Je crois que là est la source du conflit. D'après moi, la frustration dont je vous parlais est directement liée au manque d'éducation. Celle que l'on reçoit à l'école est trop souvent archaïque, voire particulièrement machiste. C'est souvent un poids que je dois porter et que toutes les autres Marocaines se voient contraintes de traîner tous les jours.

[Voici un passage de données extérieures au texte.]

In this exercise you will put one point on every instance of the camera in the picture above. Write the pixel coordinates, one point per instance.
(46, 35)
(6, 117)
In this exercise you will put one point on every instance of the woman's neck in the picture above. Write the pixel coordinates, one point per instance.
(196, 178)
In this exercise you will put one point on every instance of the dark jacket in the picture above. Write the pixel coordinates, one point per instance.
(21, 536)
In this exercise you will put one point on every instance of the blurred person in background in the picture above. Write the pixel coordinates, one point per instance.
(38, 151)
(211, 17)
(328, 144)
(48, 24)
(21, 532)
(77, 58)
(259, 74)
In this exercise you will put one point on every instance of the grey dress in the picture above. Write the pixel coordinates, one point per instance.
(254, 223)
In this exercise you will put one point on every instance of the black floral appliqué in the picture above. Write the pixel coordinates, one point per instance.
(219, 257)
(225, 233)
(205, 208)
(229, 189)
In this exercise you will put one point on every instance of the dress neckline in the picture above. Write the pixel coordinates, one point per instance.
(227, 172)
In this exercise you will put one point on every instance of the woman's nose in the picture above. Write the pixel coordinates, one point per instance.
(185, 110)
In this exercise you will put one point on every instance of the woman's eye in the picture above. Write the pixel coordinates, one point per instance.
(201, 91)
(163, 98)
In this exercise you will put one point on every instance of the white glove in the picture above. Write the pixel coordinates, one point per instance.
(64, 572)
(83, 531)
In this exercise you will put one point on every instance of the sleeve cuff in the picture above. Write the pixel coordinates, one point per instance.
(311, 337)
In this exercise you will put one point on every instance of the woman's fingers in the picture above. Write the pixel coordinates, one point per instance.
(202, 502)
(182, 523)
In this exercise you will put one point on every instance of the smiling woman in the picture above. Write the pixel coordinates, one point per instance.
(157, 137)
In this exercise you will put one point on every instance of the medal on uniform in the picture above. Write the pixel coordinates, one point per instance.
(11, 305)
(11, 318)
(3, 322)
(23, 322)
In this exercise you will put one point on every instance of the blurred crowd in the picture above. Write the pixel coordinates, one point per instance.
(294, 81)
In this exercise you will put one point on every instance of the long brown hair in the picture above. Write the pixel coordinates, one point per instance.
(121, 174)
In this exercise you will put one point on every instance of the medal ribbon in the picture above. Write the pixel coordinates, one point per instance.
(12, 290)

Il y a une seule et unique question qui nous tiraille tous, riches et pauvres, filles ou garçons: comment concilier tradition et modernité? Moi, j'essaie de voir les choses des deux côtés du miroir. Comme toute culture, la nôtre se doit d'être préservée et respectée. Quant à la mentalité, elle ne peut pas changer du jour au lendemain. Il faut donc apprendre à être patient, à amener doucement la population vers une plus large ouverture d'esprit.

En tant qu'adolescente marocaine, j'ai fait le choix de vouloir un meilleur avenir pour mon pays, un meilleur développement tout en préservant nos rites et coutumes. Mon beau pays, je l'aime mais j'aspire à un changement, j'aspire à un avenir où tous les jeunes de tous les horizons seront placés sur un pied d'égalité.

"L'ouverture des espaces culturels est l'un des piliers du développement"

Et cela doit passer par l'éducation et une meilleure accessibilité aux espaces culturels. La dernière fois que je suis allée à Paris, j'ai vraiment été surprise de voir qu'en tant qu'adolescente, j'avais la possibilité de visiter presque tous les musées sans rien devoir payer.

Cette accessibilité, cette ouverture vers la culture et l'art, est d'après moi l'un des piliers du développement personnel et j'irai même jusqu'à dire l'un des piliers d'un développement durable.

Ouvrir ces espaces culturels aux jeunes encouragerait notre ouverture d'esprit. Selon moi, nos centres d'intérêt sont énormément influencés par notre environnement social. Cette approche permet de rendre la culture libre, simple et sans convention. À la manière de l'artiste Niki de Saint Phalle et sa volonté de rendre l'art accessible à tous, apprenons à démocratiser l'accès à l'art.

Si au Maroc l'ouverture des espaces culturels reste minime, elle est néanmoins en expansion. Notre musée d'art moderne à Rabat organise désormais des portes ouvertes tous les vendredis. Les villas des arts de Rabat et Casablanca offrent des expositions et pièces de théâtre ouvertes à tous, tous les jours de l'année. Rabat est également connue pour son festival Mawazine qui accueille chaque année des artistes venus du monde entier.

Le monde culturel marocain est donc en plein essor... Si nous n'y avons pas encore toujours accès gratuitement, les prix y sont de plus en plus abordables, permettant une ouverture au plus grand nombre.

Mon Maroc est beau, riche et chaleureux. Alors entre jeunesse dorée et jeunesse tout court, j'ai fait le choix d'apprendre à faire ma place, à me démarquer par mon savoir, mon éducation et non pas par mon nom de famille. Et parce que moi j'ai fait ce choix, celui de croire en mon pays, je ne baisserai jamais les bras.